LA CONFERMA DI PIOLI – «Quando Pioli alla fine della scorsa stagione mi ha detto “Che vuoi fare?” io ho risposto “Basta, non continuo”. Pensavo che non avrei retto un altro anno come questi sei mesi. Pioli quel giorno mi disse “Ok ti rispetto” ma l’indomani mi ha richiamato e mi ha detto “Ieri te l’ho data vinta troppo facilmente, devi restare perché con te qui cambiamo tutto” e così sono rimasto. La sfida è bella e non voglio avere rimpianti e perciò ho detto a Mino di voler restare qui e di chiudere il rinnovo con il Milan. Il contratto non era importante». 
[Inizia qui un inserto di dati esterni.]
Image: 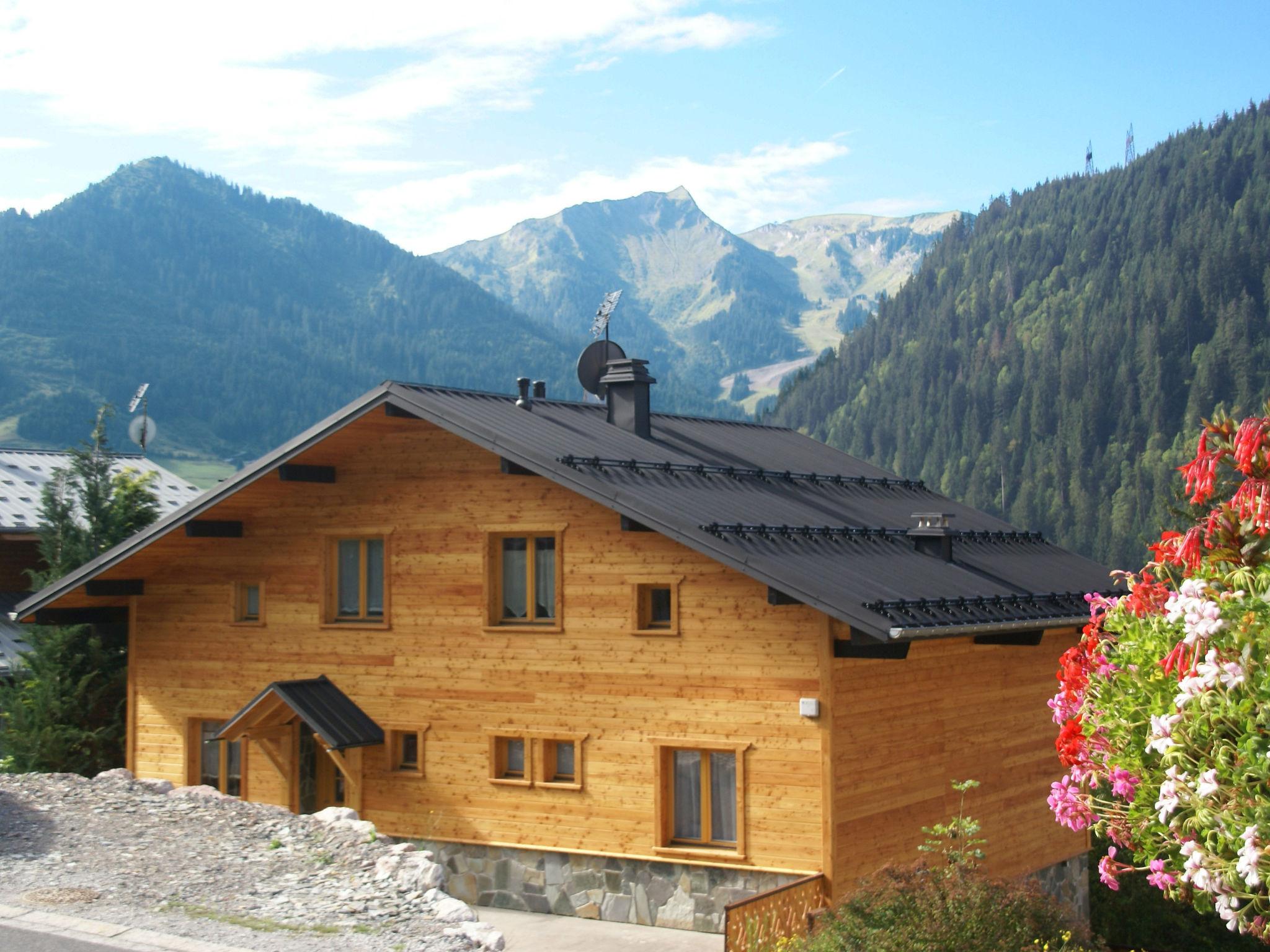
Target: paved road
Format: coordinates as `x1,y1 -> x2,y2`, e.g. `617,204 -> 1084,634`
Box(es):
0,923 -> 127,952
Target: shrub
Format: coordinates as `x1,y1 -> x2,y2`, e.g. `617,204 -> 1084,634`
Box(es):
1049,405 -> 1270,935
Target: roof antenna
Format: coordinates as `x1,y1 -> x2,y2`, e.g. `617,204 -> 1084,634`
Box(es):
578,291 -> 626,401
128,383 -> 158,459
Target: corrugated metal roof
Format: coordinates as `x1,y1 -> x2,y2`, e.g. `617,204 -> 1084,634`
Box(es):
19,382 -> 1110,638
216,674 -> 383,750
0,447 -> 202,532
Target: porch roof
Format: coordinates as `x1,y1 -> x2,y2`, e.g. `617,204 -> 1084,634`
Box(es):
216,674 -> 383,750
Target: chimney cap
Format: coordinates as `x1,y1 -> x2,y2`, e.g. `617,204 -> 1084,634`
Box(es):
600,356 -> 657,385
908,513 -> 955,536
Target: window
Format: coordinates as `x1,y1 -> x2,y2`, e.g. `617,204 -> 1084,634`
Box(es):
187,718 -> 242,797
535,734 -> 587,790
631,578 -> 680,635
489,734 -> 533,787
234,581 -> 264,625
383,725 -> 428,777
657,744 -> 748,855
326,537 -> 388,625
486,529 -> 561,630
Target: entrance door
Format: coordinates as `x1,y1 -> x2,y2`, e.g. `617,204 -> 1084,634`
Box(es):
300,721 -> 344,814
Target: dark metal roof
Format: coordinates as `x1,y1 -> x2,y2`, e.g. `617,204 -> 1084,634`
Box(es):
19,382 -> 1109,638
216,674 -> 383,750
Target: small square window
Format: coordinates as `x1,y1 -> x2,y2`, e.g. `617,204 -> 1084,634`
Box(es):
383,725 -> 428,777
489,735 -> 533,787
536,734 -> 587,790
631,579 -> 680,635
234,581 -> 264,625
326,536 -> 388,626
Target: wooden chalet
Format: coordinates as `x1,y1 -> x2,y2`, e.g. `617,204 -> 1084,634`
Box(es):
16,361 -> 1109,930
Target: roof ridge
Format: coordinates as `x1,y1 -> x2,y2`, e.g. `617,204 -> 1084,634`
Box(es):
383,379 -> 796,433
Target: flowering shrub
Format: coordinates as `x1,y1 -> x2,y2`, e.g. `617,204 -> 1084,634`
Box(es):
1049,403 -> 1270,937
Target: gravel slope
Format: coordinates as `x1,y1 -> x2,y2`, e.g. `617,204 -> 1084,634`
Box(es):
0,772 -> 500,952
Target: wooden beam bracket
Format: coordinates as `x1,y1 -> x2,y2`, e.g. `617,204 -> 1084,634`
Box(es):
185,519 -> 242,538
84,579 -> 146,597
278,464 -> 335,482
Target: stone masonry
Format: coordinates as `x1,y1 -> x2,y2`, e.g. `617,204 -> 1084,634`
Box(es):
1031,853 -> 1090,924
417,840 -> 797,932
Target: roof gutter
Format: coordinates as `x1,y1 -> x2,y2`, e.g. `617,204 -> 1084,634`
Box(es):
887,614 -> 1090,641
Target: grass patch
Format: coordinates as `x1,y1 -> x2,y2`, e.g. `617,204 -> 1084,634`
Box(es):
159,901 -> 340,935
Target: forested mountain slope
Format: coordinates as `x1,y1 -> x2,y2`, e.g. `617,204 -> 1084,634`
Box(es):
770,100 -> 1270,567
0,159 -> 580,456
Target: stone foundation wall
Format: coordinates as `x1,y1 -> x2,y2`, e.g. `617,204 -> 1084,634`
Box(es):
1031,853 -> 1090,925
417,840 -> 799,932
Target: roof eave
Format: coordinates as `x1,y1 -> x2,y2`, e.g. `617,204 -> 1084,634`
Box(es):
887,614 -> 1090,641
MILANO E IL FUTURO – «Quando ero allo United ho pensato di smettere perché ero al Top. Pensai di entrare in un nuovo capitolo della vita con la mia famiglia. Questo lo pensai prima dell’infortunio, poi mi sono detto che avrei dovuto continuare perché senza il calcio io chi sono. Sono pronto a ritirarmi? No perché sto bene. Se ci vediamo il prossimo anno? Qui o da un’altra parte, se non dovessi portare i risultati non resterei. Mi manca la famiglia, questa è la prima volta che vado in un club senza portare anche loro con me. L’obiettivo sportivo però mi fa sentire meno la mancanza. Questo periodo con il Covid è stato complicato, Milano è ancora meglio di 10 anni fa ma poi il Covid ha reso tutto più difficile. Non ero mai stato al Duomo in otto anni? L’importante era che il Duomo vedesse me e non io il Duomo».